We show that there is a link between the vector-valued nearly invariant subspaces and the scalar-valued nearly invariant subspaces with a finite defect. This powerful observation allows us to develop an all-encompassing approach to the study of the kernels of the Toeplitz operator, the truncated Toeplitz operator, the matrix-valued truncated Toeplitz operator and the dual truncated Toeplitz operator.

We study matrix-valued truncated Toeplitz operators with symbols having each entry in Lp for some p ∈ (2, ∞]. We develop an approach which bypasses the technical difficulties which arise when dealing with problems concerning matrix-valued truncated Toeplitz operators with unbounded symbols. Using this new approach we express the kernel of the matrix-valued truncated Toeplitz operator as an isometric image of an S∗-invariant subspace.

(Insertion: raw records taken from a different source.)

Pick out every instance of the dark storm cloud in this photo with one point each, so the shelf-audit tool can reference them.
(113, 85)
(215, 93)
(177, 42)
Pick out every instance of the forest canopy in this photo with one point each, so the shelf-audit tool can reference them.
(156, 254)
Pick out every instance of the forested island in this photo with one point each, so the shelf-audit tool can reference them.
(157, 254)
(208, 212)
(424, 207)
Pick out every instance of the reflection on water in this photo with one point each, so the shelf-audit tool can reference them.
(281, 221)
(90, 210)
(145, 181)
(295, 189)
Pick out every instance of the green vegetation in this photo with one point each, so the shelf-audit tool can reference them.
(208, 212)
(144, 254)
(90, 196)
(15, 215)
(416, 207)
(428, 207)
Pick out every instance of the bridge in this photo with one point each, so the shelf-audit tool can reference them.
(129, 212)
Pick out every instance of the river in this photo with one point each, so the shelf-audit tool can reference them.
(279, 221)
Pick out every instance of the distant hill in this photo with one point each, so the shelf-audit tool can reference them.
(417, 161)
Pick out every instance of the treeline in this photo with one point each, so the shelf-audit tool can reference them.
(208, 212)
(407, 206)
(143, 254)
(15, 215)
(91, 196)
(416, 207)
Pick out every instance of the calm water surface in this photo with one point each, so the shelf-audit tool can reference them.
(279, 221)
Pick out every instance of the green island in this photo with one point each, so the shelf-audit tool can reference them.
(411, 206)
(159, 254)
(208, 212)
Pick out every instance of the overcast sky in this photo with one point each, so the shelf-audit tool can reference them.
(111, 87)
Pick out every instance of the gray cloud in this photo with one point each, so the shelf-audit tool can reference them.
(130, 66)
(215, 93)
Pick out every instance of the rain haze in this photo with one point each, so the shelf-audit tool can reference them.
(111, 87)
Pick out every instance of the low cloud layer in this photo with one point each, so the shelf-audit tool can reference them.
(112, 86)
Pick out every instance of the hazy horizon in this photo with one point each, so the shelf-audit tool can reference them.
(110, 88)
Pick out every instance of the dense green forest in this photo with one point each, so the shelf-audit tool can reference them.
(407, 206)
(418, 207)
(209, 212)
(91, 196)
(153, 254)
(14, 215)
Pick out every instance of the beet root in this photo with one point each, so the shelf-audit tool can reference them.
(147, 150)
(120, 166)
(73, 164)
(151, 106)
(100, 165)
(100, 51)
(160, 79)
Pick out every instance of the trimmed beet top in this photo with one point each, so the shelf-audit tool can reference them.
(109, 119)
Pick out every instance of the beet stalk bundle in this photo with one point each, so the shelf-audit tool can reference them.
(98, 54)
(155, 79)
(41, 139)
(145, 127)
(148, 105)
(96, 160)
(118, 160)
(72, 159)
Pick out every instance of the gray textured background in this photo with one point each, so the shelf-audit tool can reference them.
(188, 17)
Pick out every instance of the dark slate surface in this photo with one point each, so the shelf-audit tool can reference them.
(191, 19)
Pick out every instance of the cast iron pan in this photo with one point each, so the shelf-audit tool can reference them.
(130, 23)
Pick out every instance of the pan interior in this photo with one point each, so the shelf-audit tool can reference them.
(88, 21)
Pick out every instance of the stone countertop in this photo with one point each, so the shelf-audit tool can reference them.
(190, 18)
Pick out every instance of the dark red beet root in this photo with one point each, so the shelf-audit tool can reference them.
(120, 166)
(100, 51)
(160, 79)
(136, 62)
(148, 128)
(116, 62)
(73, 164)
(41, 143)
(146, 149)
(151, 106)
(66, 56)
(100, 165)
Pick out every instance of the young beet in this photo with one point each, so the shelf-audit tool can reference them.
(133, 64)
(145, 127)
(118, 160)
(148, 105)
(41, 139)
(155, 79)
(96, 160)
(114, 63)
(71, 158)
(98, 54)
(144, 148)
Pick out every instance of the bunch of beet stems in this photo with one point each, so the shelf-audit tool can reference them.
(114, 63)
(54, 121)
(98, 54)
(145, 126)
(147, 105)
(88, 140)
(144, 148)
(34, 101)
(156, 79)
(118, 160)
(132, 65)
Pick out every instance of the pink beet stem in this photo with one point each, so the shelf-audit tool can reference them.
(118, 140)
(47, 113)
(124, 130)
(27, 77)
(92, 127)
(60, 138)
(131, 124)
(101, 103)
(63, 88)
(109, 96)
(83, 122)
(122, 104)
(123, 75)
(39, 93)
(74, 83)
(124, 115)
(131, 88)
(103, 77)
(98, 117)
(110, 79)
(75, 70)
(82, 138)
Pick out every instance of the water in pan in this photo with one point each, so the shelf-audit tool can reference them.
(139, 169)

Also, we construct a Toeplitz operator which is equivalent after extension to the matrix-valued truncated Toeplitz operator.

We characterise the dual, and in some cases the predual, of the backward shift invariant subspaces of the Hardy space H1. We then use our duality results to show that under certain conditions on the inner function I, every bounded truncated Toeplitz operator on the model space corresponding to I has a bounded symbol if and only if every compact truncated Toeplitz operator on the model space has a symbol which is of the form I multiplied by a continuous function.